This book, with a Spartan King with questionable birth as its protagonist takes readers deep into the politics of Greek city-states while also keeping them entertained with accounts of Panhellenic games, secret romances, boyhood innocence and light-hearted moments where Leotychides nags at his scribe who is writing these accounts for him. There is a back-and-forth narration of the past as well as the present and as the plot in the book advances, we finally get to learn what brings about the downfall of the great Spartans.
Butler has made great efforts to research historical events and cultural values of the Greeks in relation to those times to provide the reader with a truly educational experience. I liked how he gave us a different perspective of the conflicts between Sparta and its neighboring enemies. I also loved how this book opened the doors to a whole new culture to me and upon cross-examining a few factual references, I found them to be legit.
However, this book is not for readers who are new to Greek Politics. Certain historical figures who might be common knowledge to Greeks are mentioned without much of an introduction and there are references to events that beginners may not be familiar with, this makes it a little confusing. As a reader new to Greek history, I personally didn't find this an issue since I was greatly interested in knowing about Spartan culture and that kind of information is available in abundance in this book. I did have to constantly look up a few people, events and places to better understand the content.

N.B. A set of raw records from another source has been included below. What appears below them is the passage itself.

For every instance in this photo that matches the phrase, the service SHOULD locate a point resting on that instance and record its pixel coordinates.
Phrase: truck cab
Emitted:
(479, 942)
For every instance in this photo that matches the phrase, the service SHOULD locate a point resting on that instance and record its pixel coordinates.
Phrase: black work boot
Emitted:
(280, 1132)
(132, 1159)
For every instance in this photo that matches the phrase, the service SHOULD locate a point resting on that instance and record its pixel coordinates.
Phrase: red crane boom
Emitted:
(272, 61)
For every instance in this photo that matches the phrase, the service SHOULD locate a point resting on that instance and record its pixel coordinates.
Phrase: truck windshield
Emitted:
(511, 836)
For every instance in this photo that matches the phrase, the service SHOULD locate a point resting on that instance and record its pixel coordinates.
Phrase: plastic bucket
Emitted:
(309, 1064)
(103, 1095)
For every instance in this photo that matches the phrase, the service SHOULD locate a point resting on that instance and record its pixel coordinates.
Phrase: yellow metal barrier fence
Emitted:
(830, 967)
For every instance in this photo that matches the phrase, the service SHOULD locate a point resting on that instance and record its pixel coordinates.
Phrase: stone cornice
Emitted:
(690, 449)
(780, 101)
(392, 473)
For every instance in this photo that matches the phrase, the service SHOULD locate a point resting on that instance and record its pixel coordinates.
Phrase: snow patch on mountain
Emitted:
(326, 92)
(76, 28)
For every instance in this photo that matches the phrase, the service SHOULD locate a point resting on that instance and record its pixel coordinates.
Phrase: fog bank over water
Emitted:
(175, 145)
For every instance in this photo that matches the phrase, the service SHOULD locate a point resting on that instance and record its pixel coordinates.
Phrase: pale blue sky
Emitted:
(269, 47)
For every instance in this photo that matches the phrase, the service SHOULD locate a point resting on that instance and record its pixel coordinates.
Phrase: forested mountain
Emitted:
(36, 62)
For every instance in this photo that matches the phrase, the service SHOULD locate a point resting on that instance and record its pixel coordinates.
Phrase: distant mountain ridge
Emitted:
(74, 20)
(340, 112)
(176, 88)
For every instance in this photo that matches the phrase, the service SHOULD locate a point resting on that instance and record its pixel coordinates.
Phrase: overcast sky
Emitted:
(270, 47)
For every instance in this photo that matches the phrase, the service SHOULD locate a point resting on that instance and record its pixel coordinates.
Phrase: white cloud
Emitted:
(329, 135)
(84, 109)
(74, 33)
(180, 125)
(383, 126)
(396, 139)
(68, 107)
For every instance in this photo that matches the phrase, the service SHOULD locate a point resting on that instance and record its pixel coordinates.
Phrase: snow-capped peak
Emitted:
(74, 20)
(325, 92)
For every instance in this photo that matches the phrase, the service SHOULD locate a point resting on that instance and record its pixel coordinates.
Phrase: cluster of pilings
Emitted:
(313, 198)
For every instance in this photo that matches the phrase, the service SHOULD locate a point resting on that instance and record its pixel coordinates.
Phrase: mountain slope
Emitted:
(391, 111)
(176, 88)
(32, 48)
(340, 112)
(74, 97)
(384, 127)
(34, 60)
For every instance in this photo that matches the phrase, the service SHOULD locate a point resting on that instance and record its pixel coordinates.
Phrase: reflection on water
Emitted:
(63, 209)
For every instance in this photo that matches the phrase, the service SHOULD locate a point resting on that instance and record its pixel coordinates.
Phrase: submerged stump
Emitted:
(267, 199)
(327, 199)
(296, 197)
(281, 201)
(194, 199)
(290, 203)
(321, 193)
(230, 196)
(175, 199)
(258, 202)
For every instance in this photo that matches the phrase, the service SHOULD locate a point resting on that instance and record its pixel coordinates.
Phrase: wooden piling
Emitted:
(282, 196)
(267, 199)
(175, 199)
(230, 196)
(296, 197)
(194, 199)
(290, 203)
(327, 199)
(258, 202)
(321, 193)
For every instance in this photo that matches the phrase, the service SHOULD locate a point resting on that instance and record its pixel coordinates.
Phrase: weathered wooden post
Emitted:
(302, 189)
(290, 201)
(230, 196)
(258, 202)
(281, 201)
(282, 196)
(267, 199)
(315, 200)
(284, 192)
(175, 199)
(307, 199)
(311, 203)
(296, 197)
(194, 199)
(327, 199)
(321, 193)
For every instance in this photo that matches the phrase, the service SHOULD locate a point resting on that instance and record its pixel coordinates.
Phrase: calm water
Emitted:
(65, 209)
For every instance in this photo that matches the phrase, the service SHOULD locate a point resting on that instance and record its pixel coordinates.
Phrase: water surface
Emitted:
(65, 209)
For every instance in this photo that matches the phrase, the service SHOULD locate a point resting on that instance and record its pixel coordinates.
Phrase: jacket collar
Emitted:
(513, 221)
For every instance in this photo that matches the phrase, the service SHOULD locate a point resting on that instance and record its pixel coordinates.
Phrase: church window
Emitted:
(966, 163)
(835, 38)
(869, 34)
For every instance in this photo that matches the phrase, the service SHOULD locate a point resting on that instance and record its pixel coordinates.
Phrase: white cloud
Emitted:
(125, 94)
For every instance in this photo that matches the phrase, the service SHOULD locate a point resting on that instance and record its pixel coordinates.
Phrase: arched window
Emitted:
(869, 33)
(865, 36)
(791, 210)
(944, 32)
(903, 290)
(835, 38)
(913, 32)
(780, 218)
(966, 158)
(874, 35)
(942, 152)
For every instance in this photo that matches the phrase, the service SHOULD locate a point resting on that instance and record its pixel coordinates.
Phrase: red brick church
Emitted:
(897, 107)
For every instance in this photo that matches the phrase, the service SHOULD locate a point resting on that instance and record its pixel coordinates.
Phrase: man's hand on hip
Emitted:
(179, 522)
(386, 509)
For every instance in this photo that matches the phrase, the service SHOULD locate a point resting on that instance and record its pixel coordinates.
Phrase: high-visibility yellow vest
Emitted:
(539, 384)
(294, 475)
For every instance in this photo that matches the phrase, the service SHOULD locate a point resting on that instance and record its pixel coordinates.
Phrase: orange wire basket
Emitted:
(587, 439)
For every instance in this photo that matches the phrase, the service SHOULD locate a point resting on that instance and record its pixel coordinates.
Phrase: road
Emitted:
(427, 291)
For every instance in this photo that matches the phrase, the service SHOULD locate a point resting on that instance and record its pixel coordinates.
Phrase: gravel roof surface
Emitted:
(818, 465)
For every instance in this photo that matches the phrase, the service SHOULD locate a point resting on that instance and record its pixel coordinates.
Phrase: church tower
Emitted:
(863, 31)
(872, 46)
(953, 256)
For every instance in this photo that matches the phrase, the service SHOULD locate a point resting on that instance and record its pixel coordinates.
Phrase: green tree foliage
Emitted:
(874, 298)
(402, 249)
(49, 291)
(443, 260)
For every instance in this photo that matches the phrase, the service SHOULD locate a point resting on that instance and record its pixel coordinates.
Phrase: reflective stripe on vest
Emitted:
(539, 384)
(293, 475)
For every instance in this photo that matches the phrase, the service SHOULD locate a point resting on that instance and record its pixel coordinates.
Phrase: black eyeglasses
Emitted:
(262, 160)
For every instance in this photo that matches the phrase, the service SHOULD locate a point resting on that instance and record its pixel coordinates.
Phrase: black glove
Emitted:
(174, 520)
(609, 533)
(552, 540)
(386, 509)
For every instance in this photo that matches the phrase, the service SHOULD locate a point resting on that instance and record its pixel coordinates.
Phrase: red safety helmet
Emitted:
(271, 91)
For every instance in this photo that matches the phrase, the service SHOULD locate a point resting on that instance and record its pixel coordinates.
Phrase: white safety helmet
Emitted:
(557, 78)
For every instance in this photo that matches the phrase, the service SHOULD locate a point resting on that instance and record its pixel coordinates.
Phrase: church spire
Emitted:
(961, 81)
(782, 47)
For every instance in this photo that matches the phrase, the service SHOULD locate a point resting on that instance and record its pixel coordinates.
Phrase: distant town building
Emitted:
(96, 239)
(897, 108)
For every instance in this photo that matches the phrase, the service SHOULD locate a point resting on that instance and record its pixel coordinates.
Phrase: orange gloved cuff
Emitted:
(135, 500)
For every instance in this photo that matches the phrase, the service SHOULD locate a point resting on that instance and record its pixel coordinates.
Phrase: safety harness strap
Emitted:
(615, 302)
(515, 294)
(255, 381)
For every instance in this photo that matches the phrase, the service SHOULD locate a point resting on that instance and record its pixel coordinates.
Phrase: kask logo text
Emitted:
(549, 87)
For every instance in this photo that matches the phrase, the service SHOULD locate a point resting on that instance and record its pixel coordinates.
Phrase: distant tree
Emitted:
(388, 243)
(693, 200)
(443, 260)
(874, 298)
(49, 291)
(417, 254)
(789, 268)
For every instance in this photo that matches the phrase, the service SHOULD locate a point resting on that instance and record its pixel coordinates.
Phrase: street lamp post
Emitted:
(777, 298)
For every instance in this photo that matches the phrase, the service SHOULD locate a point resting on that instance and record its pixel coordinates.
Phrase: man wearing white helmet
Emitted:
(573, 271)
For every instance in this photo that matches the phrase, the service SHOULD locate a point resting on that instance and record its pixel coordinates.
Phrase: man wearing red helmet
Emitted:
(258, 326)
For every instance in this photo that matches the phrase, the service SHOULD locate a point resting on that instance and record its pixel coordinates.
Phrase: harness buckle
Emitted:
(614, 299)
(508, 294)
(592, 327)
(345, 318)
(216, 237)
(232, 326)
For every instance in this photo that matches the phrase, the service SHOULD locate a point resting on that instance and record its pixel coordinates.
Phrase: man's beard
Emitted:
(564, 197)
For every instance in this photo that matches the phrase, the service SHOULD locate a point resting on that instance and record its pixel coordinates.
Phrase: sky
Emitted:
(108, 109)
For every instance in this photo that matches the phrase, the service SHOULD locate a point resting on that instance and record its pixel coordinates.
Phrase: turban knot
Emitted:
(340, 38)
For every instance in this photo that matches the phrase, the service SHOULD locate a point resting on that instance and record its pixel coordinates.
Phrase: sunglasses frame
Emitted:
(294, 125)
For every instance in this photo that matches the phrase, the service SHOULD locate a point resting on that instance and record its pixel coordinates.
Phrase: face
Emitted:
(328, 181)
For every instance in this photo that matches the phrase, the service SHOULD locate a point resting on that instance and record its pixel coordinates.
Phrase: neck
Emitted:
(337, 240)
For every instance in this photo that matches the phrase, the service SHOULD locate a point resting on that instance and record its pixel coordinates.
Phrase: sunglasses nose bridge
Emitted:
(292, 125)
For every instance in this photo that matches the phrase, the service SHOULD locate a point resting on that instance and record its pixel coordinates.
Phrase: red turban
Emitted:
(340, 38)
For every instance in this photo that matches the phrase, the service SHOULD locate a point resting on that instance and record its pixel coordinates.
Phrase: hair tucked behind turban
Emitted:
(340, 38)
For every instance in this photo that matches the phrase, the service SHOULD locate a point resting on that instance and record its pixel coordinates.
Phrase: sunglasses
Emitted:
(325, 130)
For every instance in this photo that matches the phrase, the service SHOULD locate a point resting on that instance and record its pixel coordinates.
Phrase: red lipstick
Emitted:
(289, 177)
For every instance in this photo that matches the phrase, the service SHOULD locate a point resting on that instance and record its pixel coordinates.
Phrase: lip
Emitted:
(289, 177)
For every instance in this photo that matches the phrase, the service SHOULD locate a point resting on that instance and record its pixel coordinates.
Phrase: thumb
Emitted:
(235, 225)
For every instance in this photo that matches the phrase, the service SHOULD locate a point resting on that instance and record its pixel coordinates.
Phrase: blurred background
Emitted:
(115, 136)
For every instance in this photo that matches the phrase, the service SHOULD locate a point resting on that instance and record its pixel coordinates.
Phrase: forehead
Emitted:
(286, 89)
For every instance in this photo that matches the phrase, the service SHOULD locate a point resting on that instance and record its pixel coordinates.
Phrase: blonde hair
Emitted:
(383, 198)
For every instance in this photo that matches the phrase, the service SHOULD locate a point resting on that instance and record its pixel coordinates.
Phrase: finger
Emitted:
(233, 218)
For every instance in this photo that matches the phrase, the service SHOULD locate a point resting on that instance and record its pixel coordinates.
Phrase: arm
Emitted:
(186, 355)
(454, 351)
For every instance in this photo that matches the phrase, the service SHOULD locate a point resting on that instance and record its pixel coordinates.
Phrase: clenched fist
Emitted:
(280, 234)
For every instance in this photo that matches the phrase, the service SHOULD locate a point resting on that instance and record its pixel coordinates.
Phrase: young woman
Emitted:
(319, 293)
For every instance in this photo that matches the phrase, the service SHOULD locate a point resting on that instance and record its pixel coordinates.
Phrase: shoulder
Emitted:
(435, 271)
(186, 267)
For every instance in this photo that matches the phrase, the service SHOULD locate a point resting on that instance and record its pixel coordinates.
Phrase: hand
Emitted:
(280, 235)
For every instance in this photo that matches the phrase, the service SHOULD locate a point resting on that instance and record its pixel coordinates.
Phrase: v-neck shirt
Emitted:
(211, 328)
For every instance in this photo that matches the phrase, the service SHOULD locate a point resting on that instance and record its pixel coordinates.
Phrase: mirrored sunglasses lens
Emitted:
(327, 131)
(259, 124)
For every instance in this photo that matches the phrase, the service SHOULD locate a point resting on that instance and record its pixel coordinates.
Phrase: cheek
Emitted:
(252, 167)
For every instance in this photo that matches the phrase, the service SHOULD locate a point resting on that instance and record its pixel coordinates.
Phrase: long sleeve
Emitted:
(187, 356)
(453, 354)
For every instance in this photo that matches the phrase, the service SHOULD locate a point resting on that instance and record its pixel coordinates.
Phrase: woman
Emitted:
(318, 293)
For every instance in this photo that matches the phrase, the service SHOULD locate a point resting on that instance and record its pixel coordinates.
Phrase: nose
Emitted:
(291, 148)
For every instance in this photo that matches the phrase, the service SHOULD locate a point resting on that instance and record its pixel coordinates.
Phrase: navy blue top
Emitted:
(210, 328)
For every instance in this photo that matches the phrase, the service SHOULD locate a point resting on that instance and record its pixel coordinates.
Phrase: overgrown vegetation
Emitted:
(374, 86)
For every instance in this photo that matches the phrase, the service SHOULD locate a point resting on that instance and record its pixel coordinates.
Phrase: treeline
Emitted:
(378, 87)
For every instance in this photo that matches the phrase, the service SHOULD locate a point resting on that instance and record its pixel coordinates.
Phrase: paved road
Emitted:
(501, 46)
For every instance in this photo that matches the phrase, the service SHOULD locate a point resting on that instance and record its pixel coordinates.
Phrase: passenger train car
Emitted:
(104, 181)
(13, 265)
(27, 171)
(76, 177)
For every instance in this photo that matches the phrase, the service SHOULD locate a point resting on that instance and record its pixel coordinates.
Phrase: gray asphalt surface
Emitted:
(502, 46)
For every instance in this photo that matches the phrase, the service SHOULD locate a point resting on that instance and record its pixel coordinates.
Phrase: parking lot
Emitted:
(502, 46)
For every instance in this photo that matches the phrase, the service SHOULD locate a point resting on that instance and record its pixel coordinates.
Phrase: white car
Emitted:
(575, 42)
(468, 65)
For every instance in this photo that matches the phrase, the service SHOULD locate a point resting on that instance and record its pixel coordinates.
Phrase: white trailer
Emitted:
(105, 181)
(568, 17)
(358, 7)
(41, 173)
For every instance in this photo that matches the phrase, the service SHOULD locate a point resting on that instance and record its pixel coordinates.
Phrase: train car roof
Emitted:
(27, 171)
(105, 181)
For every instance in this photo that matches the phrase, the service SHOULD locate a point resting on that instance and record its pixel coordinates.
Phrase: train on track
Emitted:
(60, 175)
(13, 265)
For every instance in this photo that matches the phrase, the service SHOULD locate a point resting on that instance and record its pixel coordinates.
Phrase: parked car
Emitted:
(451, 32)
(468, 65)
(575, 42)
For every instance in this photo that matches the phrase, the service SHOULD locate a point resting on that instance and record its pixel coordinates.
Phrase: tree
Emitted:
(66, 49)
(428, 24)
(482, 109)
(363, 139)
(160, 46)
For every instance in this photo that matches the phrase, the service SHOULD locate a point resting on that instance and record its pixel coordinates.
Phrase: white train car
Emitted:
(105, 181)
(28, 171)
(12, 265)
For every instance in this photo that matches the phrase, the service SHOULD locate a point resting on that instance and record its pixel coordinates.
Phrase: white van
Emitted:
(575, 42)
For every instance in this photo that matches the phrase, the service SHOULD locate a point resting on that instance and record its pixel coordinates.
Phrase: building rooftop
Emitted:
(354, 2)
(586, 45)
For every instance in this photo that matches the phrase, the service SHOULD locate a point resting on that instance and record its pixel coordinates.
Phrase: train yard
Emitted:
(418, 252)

That being said, I think this would be a perfect book for advanced readers.
There is a glossary of terms at the beginning of this book but I found it very inconvenient to keep scrolling back to refer to them. I just looked those up too. Perhaps footnotes would have been better.
This book had quite a few grammatical errors, a common type of error was with quotation marks which would either be missing or there would be an extra mark inserted randomly, and it was quite frustrating to figure out who was speaking in scenes with multiple speakers. For this reason, I would rate this book 3 out of 4. I didn't mind doing the extra homework as I found it all extremely interesting and educational, so I will not be taking a star away for that.
I'd recommend this book to anyone interested in the history of Greece, provided they have a basic knowledge of events and notable figures.